OLYMPIA — Washington lawmakers entered the 2021 session exploring proposals to erect new bridges, subsidize electric cars and collect fuel taxes as high as $1 per gallon.
Instead, their awkward virtual session ended on cruise control, as members simply renewed construction money for freeway expansions planned years ago. These include one new lane each direction of clogged Interstate 405 between Bellevue and Renton, which hasn’t been widened since 1984.
They kept money flowing to replace road culverts that block fish streams, as mandated by federal courts.
But thanks to federal aid, the state’s bipartisan two-year transportation budget of $11.8 billion, passed last weekend, does provide cash to tackle other lingering problems.
The jumbo state ferry Wenatchee and one other will be converted to run on battery power, so they can recharge in either Seattle or Bainbridge between trips. And the budget funds a new 144-car ferry that runs off electric batteries with supplementary diesel generators, for flexible use anywhere in Puget Sound, said ferries spokesperson Ian Sterling.
The 2021-23 budget adds $20 million to walk, bike, school zone and transit grants, and $4 million to increase construction apprenticeships.
And lawmakers joined Gov. Jay Inslee to spend $849 million in 2021-23 on major repairs to preserve Washington’s crumbling state roads. That’s more than twice the previous level, yet half of what the Washington State Department of Transportation (WSDOT) says it needs.
The two-year budget holds combined state and federal gasoline taxes at 67.8 cents per gallon. It includes $1 billion in federal relief money to fund stream projects and backfill tax losses during the COVID-19 pandemic.
But the state must wait another year or longer to finance more bridge megaprojects — a new and potentially larger Interstate 5 Columbia River crossing to replace old drawspans shared with Oregon and a westbound Highway 2 trestle from Lake Stevens to Everett.
“This budget only keeps the lights on, and Washingtonians expect and need more than a transportation budget that merely keeps the lights on,” said Senate Transportation Committee Chair Steve Hobbs, D-Lake Stevens, in a statement Saturday.
Nonetheless, WSDOT will continue the current road-building funded by Connecting Washington, the gas tax boost of 2015-16. Some routes, like a big Highway 509 connecting Green River Valley with the Port of Tacoma, were proposed many years ago.
The climate-action group 350 Seattle pleaded with lawmakers to avoid further highway widenings, an argument likely to resume in 2022.
Anna Zivarts, director of Disability Mobility Initiative, declared, “better no transportation package than a package that leaves us behind again.”
In the mostly virtual 2021 session, people statewide testified by Zoom that lawmakers would be shortchanging 25% of Washingtonians without cars if they passed the 16-year Senate program of $18 billion or so. More sidewalks and transit are needed, Zivarts said.
“We shifted the narrative,” she said Monday. “For the first time, the transportation committees heard from people who don’t drive — a lot of us.”
Lawmakers did pass two bills aimed at increasing fossil-fuel prices and reducing carbon pollution — but they don’t take effect unless members pass a transportation package of at least 5 cents per gallon, that also might tack on as many as 33 other fees.

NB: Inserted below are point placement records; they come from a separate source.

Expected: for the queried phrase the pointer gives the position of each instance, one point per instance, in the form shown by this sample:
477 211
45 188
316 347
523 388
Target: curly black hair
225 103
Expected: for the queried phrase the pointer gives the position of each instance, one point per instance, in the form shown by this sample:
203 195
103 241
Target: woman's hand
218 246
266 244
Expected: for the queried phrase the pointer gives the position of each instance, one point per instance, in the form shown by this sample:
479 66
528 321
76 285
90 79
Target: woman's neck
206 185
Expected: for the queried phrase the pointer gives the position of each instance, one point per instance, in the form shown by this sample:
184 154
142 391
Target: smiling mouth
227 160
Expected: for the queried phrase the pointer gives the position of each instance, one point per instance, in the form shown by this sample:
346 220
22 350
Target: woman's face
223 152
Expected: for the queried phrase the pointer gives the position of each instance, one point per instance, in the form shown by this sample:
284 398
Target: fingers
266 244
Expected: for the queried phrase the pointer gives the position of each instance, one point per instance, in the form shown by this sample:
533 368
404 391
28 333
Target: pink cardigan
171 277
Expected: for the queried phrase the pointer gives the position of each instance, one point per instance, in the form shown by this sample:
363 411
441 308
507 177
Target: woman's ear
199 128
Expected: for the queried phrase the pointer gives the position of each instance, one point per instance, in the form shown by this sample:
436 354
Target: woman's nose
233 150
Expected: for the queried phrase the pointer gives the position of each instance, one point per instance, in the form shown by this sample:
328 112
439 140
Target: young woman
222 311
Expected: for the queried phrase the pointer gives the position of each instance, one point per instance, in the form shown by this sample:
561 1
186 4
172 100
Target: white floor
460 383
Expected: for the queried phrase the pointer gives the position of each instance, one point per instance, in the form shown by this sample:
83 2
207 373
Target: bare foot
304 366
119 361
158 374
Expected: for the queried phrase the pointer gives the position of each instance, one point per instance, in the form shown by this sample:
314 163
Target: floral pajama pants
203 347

Senate Bill 5126, the “cap-and-trade” system, collects carbon fees called credits from companies that emit greenhouse gases, while statewide emission limits decrease every year. Hobbs is counting on 70% of future carbon-fee revenue, or $5.2 billion, for his transportation package, that combines road projects with fish culverts, walk-bike and electrification projects.
Legislators also passed the low-carbon fuels standard, House Bill 1091, that requires a gradual shift to cleaner ingredients, such as plant-based biodiesel.
Vlad Gutman-Britten, state director of Climate Solutions, calls the two carbon bills “monumental” even though they rely on a 2022 transportation bill to go into effect. State agencies can begin now to write rules and spending plans, he said, to prepare for the scheduled Jan. 1, 2023, startup. “So we’re not losing any time.”
Lawmakers didn’t forget about local history. Tucked inside their two-year budget is a $60,000 earmark to preserve and commemorate ruins of the never-finished R.H Thomson Expressway, a route from Montlake to Rainier Valley canceled in 1972 by citizen resistance.